Grande perplexité lorsque le rapport considère le gaz comme un très bon pont intermédiaire vers les énergies décarbonées…parce qu’il peut remplacer le charbon, toute en réduisant le CO2 émis et la pollution locale. Autant le dire,- mais il ne le dit pas ouvertement -,  le rapport Stern est en faveur des gaz de schistes. Par contre, il ne mentionne absolument pas la seule énergie complètement décarbonée qui permette réellement la transition énergétique vers les énergies renouvelables (- solaire essentiellement -) tout en permettant croissance et progrès, le nucléaire. Curieuse, cette propension à défendre les solutions qui conviennent aux USA, et à ne dire mot des solutions qui assurent une bonne  compétitivité à la France. La Chine, qui  fonce à toute vapeur - de charbon- vers le nucléaire et le Japon, qui, malgré Fukushima, s’apprête à relancer son nucléaire ne s’ y trompent pas ; ni Ségolène Royal qui a réaffirmé l’utilité du nucléaire français pour la transition énergétique.

Tripler les efforts de recherche développement pour les énergies renouvelables ? Fort bien, mais l’Europe a été incapable, et a d’ailleurs renoncé à atteindre le taux de 3% du PIB en recherche développement que préconisait l’agenda de Lisbonne pour l’ « Europe de la Connaissance »
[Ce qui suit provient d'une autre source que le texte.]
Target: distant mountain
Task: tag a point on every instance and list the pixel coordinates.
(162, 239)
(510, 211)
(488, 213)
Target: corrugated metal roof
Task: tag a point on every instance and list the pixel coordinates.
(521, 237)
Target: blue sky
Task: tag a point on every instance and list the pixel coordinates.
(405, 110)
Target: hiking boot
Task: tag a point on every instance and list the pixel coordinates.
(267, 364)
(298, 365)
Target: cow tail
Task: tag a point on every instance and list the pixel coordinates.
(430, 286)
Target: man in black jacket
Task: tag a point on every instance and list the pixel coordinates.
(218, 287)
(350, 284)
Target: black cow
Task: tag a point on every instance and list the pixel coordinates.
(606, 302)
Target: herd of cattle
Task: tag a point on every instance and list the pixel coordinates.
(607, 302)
Nous déterminons notre futur !

 Le rapport Stern est beaucoup plus convaincant sur le thème du développement de « l’Economie circulaire ». Au lieu du circuit linéaire allant de l’extraction des ressources primaires aux déchets, en passant par le produit, il s’agit en fait de systématiser le recyclage. Le rapport cite l’exemple de Cat Reman, la filiale de recyclage de Caterpillar qui emploie 8000 salariés dans 15 pays et est bénéfique pour l’environnement et…  source d’importants profits pour Caterpillar, en réutilisant tout ce qui peut l’être et valorisant au mieux le reste, proposant à ses clients des matériels recyclés pour une fraction du prix originel.
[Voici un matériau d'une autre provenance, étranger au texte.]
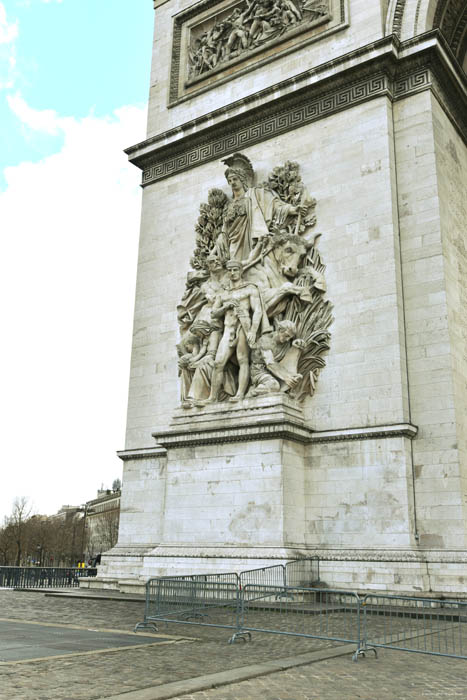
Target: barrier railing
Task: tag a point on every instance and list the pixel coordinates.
(376, 621)
(42, 576)
(304, 612)
(427, 626)
(206, 603)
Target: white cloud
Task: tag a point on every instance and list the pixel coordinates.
(8, 32)
(46, 120)
(8, 36)
(67, 266)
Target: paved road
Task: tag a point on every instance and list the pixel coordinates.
(20, 641)
(200, 658)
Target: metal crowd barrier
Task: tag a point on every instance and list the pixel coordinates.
(261, 600)
(42, 577)
(427, 626)
(191, 602)
(304, 612)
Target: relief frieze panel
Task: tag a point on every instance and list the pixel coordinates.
(247, 26)
(215, 40)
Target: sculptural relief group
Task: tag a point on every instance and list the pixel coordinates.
(254, 319)
(249, 25)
Oui le rapport Stern a raison de souligner que les investissements que nous ferons ou ne ferons pas dans les quinze ans à venir détermineront le climat mondial futur ; que si nous ne faisons rien, les catastrophes climatiques nous imposeront un coût bien supérieur aux investissements que nous n’aurions pas voulu faire. De toute façon, le coût humain et sociétal du réchauffement climatique et l’épuisement des ressources ne nous laisse guère de choix : nous devons préparer l’économie décarbonée, et ce défi devrait être déjà l’un des sujets majeurs de préoccupation et d’action des gouvernements. Vive donc les ministères du développement durable, et c’est une bonne idée que de les confier, comme en France, à des hommes ou femmes politiques d’envergure.
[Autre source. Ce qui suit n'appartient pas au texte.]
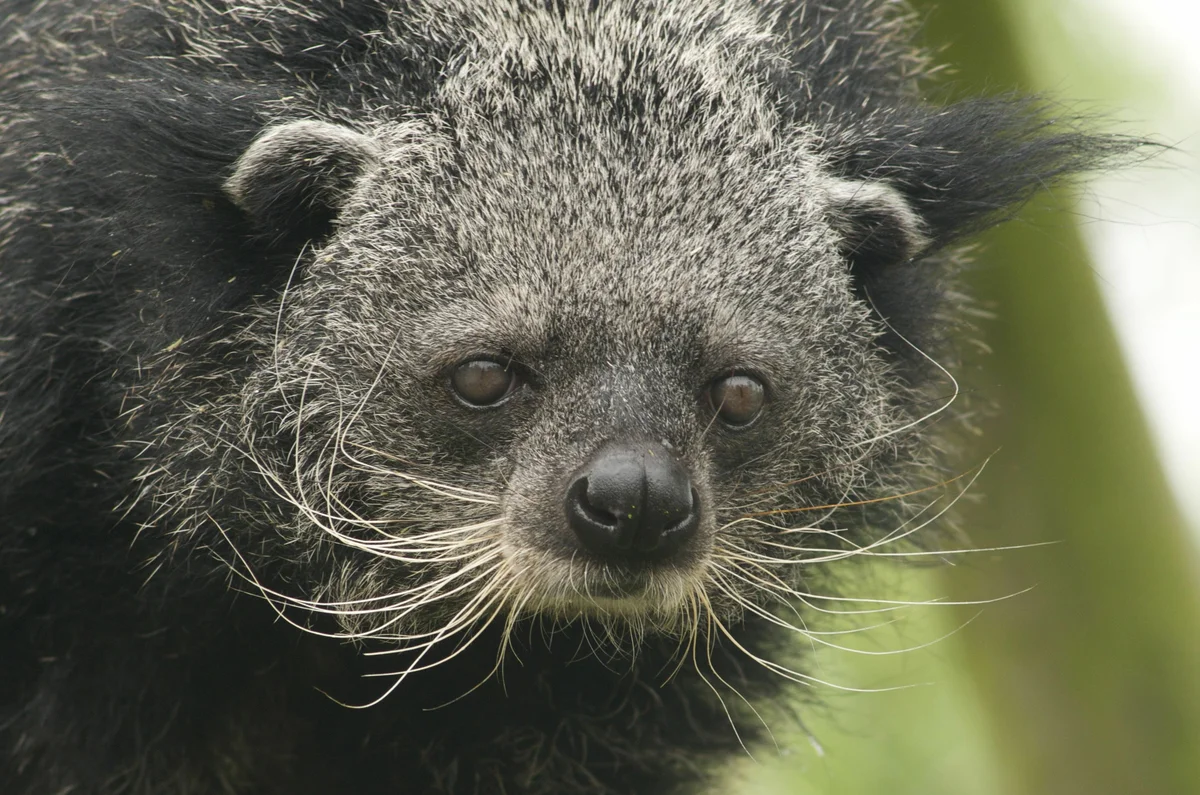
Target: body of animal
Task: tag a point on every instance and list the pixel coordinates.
(510, 369)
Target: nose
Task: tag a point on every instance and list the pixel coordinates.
(633, 501)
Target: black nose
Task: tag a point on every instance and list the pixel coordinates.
(633, 501)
Reste que les lobbies de tous acabits seront à la manœuvre, et que cette politique, qui sera d’abord coûteuse, doit être menée sur des bases scientifiques et économiques solides ; et que la politique la mieux adaptée n’est pas nécessairement la même dans toutes les zones géographiques.  Il serait quand même bon que nous ayons, en France et en Europe,  des Etats généraux de l‘énergie, au cours desquels les experts scientifiques s’accorderaient sur différents scénarios et sur les priorités à mettre en œuvre, informeraient le public sur les conséquences et les enjeux et permettaient aux décideurs, en toute transparence, de mettre en œuvre la meilleurs transition possible.